Cathy Erway writes passionately about food and the dilemma all working people have—the pull of take-out food convenience weighed against any reasonably good cooks certainty that they can often cook better and less expensive meals.  I loved her sense of adventure, I loved having a peek into a single 20-something New Yorker’s life and the recipes look really good.

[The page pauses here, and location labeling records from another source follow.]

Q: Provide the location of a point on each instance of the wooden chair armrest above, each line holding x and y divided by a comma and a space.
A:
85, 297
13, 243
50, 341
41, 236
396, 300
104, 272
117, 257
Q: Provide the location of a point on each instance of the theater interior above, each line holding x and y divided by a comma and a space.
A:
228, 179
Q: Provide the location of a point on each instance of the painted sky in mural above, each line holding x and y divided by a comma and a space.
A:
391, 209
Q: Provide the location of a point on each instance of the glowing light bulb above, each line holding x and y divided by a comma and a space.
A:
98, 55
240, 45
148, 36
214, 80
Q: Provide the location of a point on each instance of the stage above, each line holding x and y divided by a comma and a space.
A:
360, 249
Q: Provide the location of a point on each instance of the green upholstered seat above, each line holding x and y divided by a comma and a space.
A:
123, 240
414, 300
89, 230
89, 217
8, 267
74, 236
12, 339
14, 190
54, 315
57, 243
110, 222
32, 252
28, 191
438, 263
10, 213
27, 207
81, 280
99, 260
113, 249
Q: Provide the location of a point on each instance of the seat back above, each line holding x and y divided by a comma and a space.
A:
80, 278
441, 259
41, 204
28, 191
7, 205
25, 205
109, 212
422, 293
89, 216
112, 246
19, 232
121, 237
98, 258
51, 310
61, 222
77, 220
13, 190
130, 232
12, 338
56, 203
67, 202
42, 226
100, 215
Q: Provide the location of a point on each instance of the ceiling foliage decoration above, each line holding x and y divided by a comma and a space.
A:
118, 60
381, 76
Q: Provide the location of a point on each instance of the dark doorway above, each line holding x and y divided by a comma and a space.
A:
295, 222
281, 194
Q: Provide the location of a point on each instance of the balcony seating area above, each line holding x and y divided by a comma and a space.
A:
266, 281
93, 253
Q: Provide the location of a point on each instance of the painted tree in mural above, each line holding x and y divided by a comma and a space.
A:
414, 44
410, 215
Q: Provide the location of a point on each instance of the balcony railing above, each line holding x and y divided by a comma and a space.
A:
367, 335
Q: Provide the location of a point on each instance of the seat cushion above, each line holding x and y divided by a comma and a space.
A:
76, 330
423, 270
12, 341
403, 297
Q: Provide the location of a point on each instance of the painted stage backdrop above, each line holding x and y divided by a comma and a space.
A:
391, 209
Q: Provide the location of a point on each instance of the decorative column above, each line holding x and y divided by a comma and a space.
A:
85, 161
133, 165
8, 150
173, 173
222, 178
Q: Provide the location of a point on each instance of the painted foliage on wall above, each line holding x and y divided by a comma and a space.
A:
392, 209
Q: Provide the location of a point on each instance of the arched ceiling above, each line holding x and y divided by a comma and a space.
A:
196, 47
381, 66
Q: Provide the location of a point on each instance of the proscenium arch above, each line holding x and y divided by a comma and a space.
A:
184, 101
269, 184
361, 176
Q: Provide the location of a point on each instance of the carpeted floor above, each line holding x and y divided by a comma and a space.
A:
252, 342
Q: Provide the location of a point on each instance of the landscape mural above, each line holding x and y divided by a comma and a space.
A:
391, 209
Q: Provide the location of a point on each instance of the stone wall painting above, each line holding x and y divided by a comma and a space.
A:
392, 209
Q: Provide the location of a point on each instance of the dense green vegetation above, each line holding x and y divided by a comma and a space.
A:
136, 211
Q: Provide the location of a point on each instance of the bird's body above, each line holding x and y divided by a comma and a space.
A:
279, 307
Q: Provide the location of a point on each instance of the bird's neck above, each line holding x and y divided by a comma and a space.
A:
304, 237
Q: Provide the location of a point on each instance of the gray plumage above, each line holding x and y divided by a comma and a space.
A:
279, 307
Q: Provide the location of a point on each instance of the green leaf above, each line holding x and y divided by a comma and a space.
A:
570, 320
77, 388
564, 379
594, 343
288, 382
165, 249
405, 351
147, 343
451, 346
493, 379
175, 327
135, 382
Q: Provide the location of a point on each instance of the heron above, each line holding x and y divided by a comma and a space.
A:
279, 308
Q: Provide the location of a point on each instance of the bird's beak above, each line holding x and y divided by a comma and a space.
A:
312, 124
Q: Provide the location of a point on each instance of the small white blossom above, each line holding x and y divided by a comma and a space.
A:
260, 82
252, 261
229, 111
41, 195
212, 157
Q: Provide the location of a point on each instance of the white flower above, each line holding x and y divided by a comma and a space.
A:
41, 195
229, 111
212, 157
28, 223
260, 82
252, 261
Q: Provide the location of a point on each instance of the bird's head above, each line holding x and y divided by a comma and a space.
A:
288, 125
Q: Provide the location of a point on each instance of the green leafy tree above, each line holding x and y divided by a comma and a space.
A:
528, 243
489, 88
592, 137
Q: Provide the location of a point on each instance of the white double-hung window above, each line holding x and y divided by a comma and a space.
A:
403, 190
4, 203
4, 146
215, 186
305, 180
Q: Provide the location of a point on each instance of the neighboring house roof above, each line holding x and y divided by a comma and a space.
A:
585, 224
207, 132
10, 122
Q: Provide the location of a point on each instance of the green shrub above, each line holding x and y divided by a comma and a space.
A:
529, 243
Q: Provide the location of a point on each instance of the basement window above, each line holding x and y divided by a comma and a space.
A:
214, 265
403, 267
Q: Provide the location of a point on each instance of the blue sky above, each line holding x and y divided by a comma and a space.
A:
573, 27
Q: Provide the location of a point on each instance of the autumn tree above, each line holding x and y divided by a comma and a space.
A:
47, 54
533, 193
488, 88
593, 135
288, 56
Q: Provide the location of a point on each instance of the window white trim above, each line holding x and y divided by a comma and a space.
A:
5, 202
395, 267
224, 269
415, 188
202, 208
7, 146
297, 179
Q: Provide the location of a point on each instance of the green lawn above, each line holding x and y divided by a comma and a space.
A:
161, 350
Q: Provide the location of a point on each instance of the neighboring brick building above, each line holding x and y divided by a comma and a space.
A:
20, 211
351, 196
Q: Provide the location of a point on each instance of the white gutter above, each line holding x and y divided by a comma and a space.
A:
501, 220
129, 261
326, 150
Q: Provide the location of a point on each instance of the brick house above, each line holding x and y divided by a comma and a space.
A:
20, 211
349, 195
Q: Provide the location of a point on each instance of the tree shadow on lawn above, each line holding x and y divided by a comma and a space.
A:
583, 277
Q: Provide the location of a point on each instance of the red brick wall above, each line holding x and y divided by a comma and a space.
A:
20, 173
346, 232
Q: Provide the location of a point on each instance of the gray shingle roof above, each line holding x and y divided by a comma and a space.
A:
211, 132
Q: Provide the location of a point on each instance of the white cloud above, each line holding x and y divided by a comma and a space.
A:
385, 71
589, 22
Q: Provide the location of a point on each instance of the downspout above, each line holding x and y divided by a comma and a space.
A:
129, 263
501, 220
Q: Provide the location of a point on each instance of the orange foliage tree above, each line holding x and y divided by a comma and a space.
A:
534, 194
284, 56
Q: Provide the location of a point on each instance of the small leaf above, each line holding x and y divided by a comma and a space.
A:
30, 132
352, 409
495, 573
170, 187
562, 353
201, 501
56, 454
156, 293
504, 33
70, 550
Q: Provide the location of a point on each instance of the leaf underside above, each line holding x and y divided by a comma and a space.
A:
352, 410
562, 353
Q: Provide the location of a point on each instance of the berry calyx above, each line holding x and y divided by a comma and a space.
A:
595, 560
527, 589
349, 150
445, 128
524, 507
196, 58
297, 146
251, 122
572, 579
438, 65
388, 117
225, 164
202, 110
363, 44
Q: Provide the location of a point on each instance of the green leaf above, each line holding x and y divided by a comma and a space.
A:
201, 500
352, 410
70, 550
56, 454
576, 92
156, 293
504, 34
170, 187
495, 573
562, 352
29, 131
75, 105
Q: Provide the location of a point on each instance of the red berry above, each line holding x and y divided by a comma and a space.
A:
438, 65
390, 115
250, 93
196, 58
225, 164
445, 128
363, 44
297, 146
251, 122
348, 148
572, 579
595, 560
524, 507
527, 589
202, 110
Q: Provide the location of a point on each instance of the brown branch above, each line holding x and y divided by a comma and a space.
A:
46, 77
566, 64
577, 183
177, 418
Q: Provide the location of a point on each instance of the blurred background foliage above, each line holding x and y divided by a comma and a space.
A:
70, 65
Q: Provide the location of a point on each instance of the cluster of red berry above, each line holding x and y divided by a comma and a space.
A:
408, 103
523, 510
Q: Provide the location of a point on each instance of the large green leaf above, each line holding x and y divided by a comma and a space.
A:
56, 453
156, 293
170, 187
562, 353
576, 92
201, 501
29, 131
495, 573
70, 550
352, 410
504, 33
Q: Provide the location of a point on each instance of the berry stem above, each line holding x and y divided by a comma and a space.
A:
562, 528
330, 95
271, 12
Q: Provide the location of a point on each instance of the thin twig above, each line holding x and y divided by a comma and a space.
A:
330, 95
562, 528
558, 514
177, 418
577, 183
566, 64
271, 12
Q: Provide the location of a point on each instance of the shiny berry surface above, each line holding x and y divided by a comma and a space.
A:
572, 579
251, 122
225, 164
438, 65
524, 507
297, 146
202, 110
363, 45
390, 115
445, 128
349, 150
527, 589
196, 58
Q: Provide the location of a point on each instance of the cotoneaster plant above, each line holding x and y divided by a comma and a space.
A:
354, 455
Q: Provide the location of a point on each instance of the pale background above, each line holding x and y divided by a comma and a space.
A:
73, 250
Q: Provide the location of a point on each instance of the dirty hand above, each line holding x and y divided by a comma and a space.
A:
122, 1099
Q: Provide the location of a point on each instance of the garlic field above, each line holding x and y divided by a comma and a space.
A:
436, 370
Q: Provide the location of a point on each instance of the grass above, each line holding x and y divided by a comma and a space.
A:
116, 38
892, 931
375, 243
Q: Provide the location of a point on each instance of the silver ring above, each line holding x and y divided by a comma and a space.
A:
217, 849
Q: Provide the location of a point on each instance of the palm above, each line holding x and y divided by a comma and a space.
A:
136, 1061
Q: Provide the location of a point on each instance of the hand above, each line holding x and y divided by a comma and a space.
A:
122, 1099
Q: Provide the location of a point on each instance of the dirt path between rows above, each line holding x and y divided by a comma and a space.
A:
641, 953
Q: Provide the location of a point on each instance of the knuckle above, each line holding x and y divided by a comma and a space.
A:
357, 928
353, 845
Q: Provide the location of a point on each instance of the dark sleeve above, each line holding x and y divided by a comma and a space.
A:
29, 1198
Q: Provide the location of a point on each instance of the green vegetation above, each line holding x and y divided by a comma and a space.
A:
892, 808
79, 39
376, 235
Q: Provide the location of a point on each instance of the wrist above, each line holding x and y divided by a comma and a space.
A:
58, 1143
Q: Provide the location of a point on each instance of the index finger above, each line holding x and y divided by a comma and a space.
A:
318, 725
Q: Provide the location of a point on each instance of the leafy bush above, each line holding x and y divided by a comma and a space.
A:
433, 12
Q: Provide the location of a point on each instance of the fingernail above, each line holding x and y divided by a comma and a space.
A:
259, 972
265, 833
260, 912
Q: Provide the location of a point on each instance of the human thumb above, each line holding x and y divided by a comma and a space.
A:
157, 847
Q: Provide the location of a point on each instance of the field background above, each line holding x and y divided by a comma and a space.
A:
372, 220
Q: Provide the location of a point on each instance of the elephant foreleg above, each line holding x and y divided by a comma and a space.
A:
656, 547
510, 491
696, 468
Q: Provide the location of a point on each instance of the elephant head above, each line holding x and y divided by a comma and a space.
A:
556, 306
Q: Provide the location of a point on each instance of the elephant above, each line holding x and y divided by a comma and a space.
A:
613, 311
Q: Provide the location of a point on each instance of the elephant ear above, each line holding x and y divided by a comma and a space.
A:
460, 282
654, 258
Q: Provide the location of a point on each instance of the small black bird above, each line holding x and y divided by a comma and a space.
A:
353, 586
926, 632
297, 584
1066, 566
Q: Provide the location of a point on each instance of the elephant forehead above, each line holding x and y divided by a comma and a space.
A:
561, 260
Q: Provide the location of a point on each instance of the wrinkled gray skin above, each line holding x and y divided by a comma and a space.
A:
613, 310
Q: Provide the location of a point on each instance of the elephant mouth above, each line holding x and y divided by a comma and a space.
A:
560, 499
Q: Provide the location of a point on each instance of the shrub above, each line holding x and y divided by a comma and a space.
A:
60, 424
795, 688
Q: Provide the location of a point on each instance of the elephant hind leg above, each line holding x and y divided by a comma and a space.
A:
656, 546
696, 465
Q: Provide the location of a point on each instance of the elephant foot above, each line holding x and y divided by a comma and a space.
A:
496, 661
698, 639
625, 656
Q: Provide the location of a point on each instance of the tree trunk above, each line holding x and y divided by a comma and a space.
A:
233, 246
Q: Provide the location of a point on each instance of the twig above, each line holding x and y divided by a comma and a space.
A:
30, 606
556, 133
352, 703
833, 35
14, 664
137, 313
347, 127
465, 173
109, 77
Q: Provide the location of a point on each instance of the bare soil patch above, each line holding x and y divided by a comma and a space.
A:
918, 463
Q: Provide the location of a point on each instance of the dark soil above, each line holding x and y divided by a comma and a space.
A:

You can probably see a pattern at this point.  I don’t like sterile cookbooks.  I want as much of a sense of the person writing as I would get if I met them and got to talking about life and food.  Molly Wizenberg writes about food and memory in a way that reminds me of a young M.F.K. Fisher.   Ms Fisher once said ““When I write of hunger, I am really writing about love and the hunger for it, and warmth and the love of it and it is all one.”  Molly’s book intertwines food and family and love just beautifully. 

 

On a completely different note, David Chang’s Momofuku http://www.amazon.com/Momofuku-David-Chang/dp/030745195X/ref=sr_1_1?s=books&ie=UTF8&qid=1295115353&sr=1-1 gives a sense of one of the largest personalities in the food world today.  Easily the most profane cookbook I’ve ever read, and a greatly entertaining read.  Amazing recipes and ideas, although the amount of pork fat he strews round is not for the faint of heart.  We’ve tried a few recipes and they are uniformly spectacular and unlike anything else you’ve ever eaten. 

 

Apples for Jam by Tessa Kiros http://www.amazon.com/Apples-Jam-Colorful-Tessa-Kiros/dp/0740769715/ref=sr_1_1?s=books&ie=UTF8&qid=1295115473&sr=1-1 is the sort of cookbook I am just learning to like, it has a tremendous focus on the beautiful and wanders over into the sentimental for a lot of the commentary.  The recipes, most unusually, are organized by color.   The index is adequate enough to make up for any confusion for the more traditionally minded searcher and the recipes are friendly homey food that is heavily influenced by Tessa’s European roots and travels.   


All of these were pretty easily available at the local library, and it is really a delight to curl up with a cookbook in bed on a rainy winter evening and plan meals.      I would love to hear of anything you’ve read lately that has made you happy and/or inspired.